One other thing about
windlass installations. You generally need to install a chain stopper and a large
cleat or mooring bit to snub the
anchor rode to, as the
windlass is generally not designed to take the load of an
anchor rode in use. Both of these should be backed by a substantial backing plate when they are installed.
Also, if you don't have a bow roller, installing one now would be a good idea. It should also be backed with a solid backing plate. This can make deploying and stowing the
anchor much easier, since many
anchors can be stowed and deployed from bow rollers, depending on the design. A few things to look for in a bow roller—high cheek plates to help keep the
rode in place, a pin to hold the
anchor in the roller when stowed, and if your
anchor requires it for deployment, a pivoting design. Some of the newer
anchors, like the Rocna, have fairly substantial stocks and you really will need to check to see if the roller will fit your primary
anchor.
I recommend 5/16" aluminum or 1/2" marine plywood. I prefer the aluminum, since it is thinner and fairly easy to work with. Don't forget to use lanocote or some other anti-galvanic corrosion barrier between the fasteners and the aluminum backing plate.
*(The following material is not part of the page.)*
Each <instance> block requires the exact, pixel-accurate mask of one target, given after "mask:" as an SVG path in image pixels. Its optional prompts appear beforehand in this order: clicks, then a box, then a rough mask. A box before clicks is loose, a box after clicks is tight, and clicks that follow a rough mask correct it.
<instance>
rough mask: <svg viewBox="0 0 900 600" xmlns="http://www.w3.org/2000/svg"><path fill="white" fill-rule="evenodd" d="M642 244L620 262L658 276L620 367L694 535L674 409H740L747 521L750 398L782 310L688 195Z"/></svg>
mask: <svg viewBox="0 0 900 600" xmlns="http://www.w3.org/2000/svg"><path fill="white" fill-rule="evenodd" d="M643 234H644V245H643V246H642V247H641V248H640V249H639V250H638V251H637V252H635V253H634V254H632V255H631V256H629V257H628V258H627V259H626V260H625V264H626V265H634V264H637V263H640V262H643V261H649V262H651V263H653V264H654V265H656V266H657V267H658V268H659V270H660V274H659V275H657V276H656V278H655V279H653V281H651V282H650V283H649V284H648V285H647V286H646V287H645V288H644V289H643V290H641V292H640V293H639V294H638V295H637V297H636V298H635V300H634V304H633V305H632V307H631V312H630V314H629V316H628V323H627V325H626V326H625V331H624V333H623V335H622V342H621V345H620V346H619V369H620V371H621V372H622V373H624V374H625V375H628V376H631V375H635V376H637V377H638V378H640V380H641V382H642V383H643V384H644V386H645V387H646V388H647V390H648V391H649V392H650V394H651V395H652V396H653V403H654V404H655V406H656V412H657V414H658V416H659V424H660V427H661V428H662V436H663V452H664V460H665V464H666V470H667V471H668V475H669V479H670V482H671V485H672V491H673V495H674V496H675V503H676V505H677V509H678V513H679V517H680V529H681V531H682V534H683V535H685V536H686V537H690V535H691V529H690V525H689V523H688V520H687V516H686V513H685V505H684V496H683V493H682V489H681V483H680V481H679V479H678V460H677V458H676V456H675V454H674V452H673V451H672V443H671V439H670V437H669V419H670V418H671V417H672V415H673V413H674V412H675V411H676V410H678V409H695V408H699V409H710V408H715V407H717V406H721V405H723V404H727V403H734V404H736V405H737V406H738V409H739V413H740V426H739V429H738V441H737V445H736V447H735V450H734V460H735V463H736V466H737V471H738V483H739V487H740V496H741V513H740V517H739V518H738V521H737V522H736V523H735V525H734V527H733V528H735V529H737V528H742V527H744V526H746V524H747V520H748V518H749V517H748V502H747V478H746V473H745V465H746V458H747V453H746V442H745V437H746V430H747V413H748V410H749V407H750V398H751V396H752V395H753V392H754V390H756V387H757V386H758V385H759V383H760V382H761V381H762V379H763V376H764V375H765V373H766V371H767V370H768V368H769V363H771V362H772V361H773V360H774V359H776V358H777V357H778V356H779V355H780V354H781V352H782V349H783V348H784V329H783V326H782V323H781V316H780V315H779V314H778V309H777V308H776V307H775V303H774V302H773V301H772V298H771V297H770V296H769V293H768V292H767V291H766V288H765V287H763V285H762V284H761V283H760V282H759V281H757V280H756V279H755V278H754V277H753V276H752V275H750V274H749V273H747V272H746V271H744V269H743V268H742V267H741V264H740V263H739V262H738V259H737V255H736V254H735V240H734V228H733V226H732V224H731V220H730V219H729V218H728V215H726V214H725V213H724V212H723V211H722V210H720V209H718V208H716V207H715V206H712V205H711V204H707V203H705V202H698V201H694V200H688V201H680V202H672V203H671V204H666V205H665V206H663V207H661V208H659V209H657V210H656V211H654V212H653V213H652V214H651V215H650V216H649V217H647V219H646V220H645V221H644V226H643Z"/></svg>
If you are going to use an all chain
anchor rode, it is generally a good idea to have a long nylon snubber
line, preferably 45-70', so that you can use a chain hook and tie the snubber
line off to the
cleat. All chain
rode tends to put too much shock loading on the boat's
ground tackle otherwise.
The reason I recommend such a long snubber
line is that you can let out more scope if necessary without having to bring the
rode back up, remove the chain hook and then re-attach the chain hook once the
rode has been lengthened. It simplifies the procedure and makes it a bit safer as well IMHO.